一方、門脇のキドロは、アイアンゴーレムを越えて原宿方面、渋谷109正面あたりの運搬車の陰だ。
「泉崎、呼びかけてみろ」
白谷の声に夕梨花が外部スピーカーのスイッチをオンにする。
「あなたは包囲されています。ただちに投降しなさい」
スピーカーから夕梨花の声と同時に、キーンという大きなノイズが渋谷に響いた。
「うるせぇな」
男の声がキドロのコクピット、そして指揮車内に響いた。
「警察無線?!」
「現代人らしく、無線で会話しようじゃないか」
警察無線は暗号化された信号を、さらにデジタル変調方式で送受信している。そのため、第三者がその内容を聞いたり、逆に送信することはほぼ不可能だ。もちろん、その周波数はいっさい公開されていない。しかもその暗号を解くためのキーは頻繁に変更されている。警察内部からの情報漏えいでも無い限り、こんな状況は有り得ないのである。
「俺があんたらの無線に割り込んだことに驚いているんだろ?」
無言になるトクボの一同。
「まあ無理もねぇか。自分たちが世界で一番技術が進んでると思ってるんだろうからなぁ」
美紀が白谷に近づき、小声で言う。
「こいつの通信はそのままで、我々の会話だけチャンネルを変えます。第2周波数を使って」
「了解だ」
白谷はうなづいた。
「でもそんなことはどうでもいい」
男はちょっと間をおいてから言った。
「我々からの要求を伝える。武蔵野刑務所に収監されている我々の同士を返していただこう。さもないと、」
アイアンゴーレムが20ミリ機関砲を、夕梨花が身を隠している運搬車に向ける。ゼネラル・エレクトリック社のM61バルカンを、機動ロボットが手持ちで扱えるように改造したものだ。M61は20ミリのガトリング砲で、6本並べた砲身を反時計周りに回転させて連射する仕組みになっている。
ガコーン!轟音を響かせてゴーレムが発砲した。連射ではなく、一度引き金を引くと弾丸が三発発射される三点バースト射撃だ。キドロ運搬車の側面に三つの風穴があいた。

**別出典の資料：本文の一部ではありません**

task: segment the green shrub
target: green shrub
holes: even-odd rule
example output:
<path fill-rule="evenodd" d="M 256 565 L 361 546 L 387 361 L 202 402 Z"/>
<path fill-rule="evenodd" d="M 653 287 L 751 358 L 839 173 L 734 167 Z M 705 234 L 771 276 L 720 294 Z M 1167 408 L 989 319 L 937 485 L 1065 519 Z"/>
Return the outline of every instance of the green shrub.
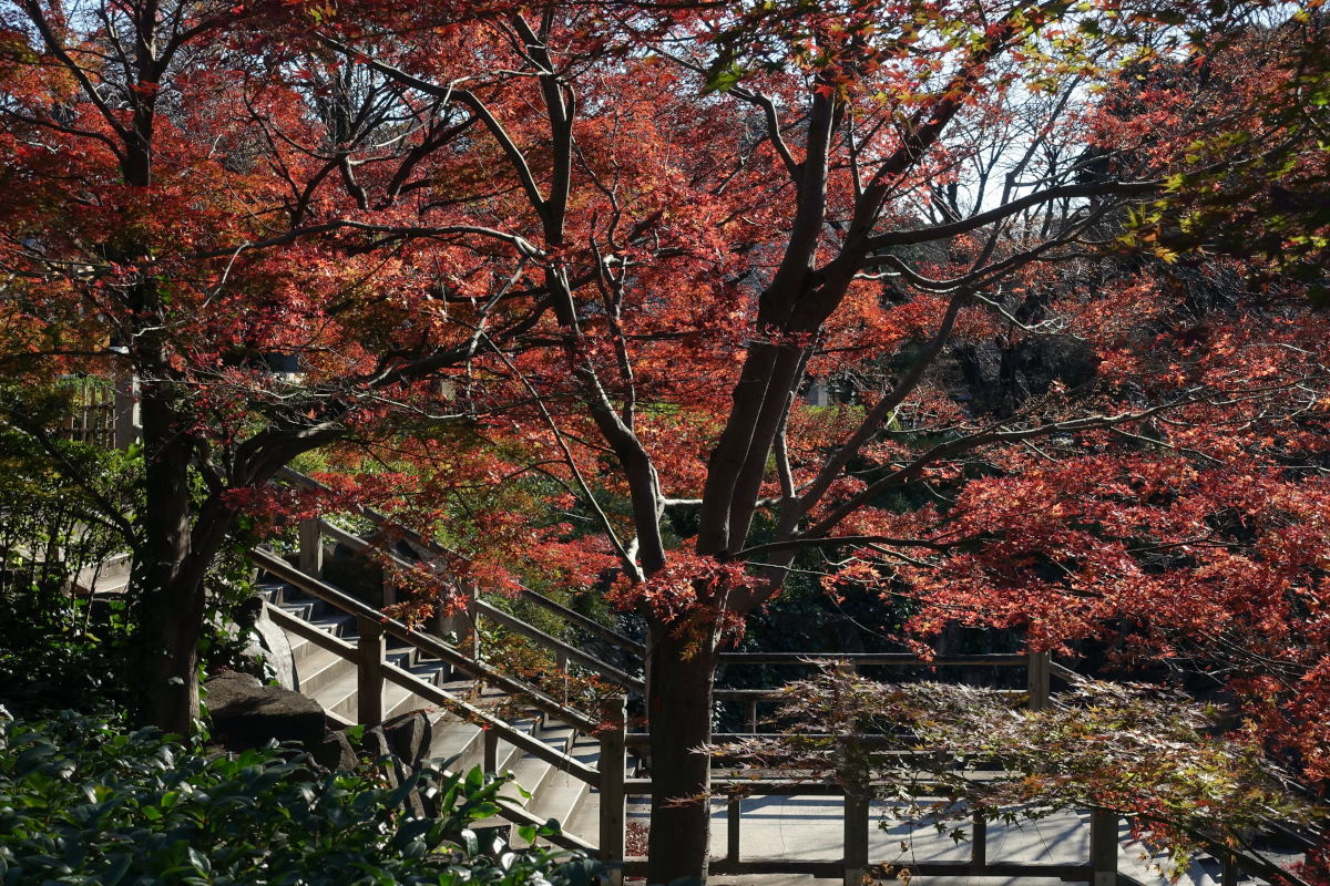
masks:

「こいつは20ミリの機関砲だ。毎分4000発を連射したら、この街は無茶苦茶になってしまう。それでもいいのか?」
「私は機動隊特科車両隊所属トクボ部隊のチーフパイロット、泉崎夕梨花だ。そちらは?」
「はぁ?」
男が驚いたように声をもらした。
「いやいや、俺が本名を名乗るとでも思ってるのか?」
一瞬、沈黙に包まれる。
「まぁいいか。俺は黒き殉教者……に雇われた傭兵、後藤茂文だ。連中からはゴッドと呼ばれてる。まあダジャレだな」
男がフフッと笑う。
「本庁に照会!」
指揮車で白谷が叫んだ。
「自分の名前を言うなんて、どういうつもりでしょう?」
「偽名で我々を撹乱するつもりかもしれん」
美紀の疑問にそう答えた白谷だが、その目的には皆目見当がつかなかった。
「泉崎、これは第2チャンネルで送っているので、おそらくヤツには聞かれていない。しばらく会話で引き伸ばしてくれ。今そいつの情報を本庁に当っている」
「了解」
夕梨花はうなづいた。
「それでどうなんだ?こっちの要求に答えるつもりはあるのか?」
「待ってくれ。今関係各位へ問い合わせをしている。そんなにすぐに返事は来ない」
「持久戦ってやつかぁ。まあ水も食いもんも積んであるからいいけどよ」
不思議な男だった。乱暴な口調で話しているようで、どこかユーモラスなところがある。だが、そんな雰囲気に騙されてはいけない。相手はテロリストなのだ。
「本庁に記録がありました!」
トクボ部員の声が響く。
「後藤茂文、現在42歳。15年前、JICAの海外協力隊でダスク共和国にボランティアとして派遣、そこで行方不明となっています。戸籍上はすでに死亡扱いです」
ボランティアとして世界に出た男とテロリスト。
一体何があったのか。
白谷はそんなことを思っていた。